JKLTip Ask yourself what values you live by that might be at risk of being challenged in your hypocrisy
I’m American and Canadian, I like it that way. It kind of reminds me of my philosophy of life too. The word hypocrisy comes to mind, but this isn’t really about going against moral beliefs, it is about pulling the best ways to act out of opposing themes. In such a polarized, absolute society, we view terms and over-arching concepts such as religion, gender, heritage; as good, or bad. It’s far more valuable to lose the titles and recognize, ideally we are a mosaic of bothness (new word).
When we think of hypocrisy, we often think of negative, mistrust, and destroying relationships. This is true no doubt when we claim to have moral standards or beliefs to which our own behavior and actions do not conform. If we simply remove the moral standards part, but leave “beliefs” there is a far greater range of possible behavior. I am both American and Canadian. My upbringing, heritage, tradition and yes beliefs come from both backgrounds. I very much like it this way, because it allows me to take integrate aspects of what it means to be both.

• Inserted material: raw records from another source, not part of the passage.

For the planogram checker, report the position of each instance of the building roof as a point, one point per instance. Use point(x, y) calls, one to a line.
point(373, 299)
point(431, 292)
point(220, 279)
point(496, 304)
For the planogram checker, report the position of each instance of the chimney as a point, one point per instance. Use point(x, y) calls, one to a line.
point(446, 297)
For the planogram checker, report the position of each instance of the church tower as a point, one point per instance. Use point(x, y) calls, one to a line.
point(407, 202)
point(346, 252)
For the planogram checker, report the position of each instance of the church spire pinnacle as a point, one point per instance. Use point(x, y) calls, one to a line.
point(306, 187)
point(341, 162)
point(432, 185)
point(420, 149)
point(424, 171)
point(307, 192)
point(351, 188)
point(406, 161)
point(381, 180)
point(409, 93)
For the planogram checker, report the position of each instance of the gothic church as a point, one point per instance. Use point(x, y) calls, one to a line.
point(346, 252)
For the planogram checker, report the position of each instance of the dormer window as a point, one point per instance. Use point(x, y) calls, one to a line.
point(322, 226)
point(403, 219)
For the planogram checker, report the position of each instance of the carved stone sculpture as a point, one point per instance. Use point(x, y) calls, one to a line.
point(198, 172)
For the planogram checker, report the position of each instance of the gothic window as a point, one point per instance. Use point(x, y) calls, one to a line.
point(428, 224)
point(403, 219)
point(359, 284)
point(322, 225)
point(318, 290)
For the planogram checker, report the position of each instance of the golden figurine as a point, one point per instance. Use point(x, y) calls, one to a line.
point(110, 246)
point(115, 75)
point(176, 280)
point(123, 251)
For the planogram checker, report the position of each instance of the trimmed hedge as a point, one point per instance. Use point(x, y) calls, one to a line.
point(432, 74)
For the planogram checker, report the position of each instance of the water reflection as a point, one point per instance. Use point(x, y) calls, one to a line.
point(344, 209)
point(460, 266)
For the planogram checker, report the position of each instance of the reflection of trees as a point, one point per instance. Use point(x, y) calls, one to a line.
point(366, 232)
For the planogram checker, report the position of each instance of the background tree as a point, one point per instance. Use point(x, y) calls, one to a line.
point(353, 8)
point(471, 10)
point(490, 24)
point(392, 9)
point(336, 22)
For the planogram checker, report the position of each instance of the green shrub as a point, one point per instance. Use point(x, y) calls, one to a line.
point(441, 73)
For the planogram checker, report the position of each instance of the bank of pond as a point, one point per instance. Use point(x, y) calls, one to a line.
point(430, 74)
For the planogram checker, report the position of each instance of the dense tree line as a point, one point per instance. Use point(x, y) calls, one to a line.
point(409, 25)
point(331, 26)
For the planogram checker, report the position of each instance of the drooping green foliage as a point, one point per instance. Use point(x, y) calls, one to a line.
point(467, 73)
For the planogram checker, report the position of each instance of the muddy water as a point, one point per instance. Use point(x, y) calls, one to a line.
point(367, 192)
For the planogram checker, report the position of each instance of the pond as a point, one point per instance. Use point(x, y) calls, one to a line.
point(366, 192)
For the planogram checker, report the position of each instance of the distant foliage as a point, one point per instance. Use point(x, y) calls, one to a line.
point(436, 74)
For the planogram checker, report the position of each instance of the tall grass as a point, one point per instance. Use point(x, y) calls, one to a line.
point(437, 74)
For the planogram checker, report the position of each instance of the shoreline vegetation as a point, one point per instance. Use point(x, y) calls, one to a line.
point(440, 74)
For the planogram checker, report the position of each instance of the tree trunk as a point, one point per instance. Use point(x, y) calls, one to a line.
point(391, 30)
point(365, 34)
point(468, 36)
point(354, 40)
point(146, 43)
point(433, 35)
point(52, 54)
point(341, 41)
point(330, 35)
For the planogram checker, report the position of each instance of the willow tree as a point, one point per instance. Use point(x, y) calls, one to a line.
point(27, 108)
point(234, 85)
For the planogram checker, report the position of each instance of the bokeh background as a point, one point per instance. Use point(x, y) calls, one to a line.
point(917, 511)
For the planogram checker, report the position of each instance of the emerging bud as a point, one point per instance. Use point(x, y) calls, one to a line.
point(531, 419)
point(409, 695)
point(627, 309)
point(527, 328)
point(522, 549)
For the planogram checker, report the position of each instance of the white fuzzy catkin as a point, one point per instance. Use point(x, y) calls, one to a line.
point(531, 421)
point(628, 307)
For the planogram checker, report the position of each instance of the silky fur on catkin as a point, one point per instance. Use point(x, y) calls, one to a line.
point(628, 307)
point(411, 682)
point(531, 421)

We are all hypocrites, but it’s not always bad. We can create this integration in many facets of our lives; nutrition, sports, philosophy, tradition, relationships, the list goes to infinity. Every experience we have we can learn to take the good from, hedging our bets. There is a complexity to the calculation of what we consider right, or wrong anyways. Depending on context and details there are contingent ways to best approach situations. Such as the question, “does this bathing suit make me look fat?” What we need as a society, is to make an honest effort to use the best of both when we feel it helps us help others.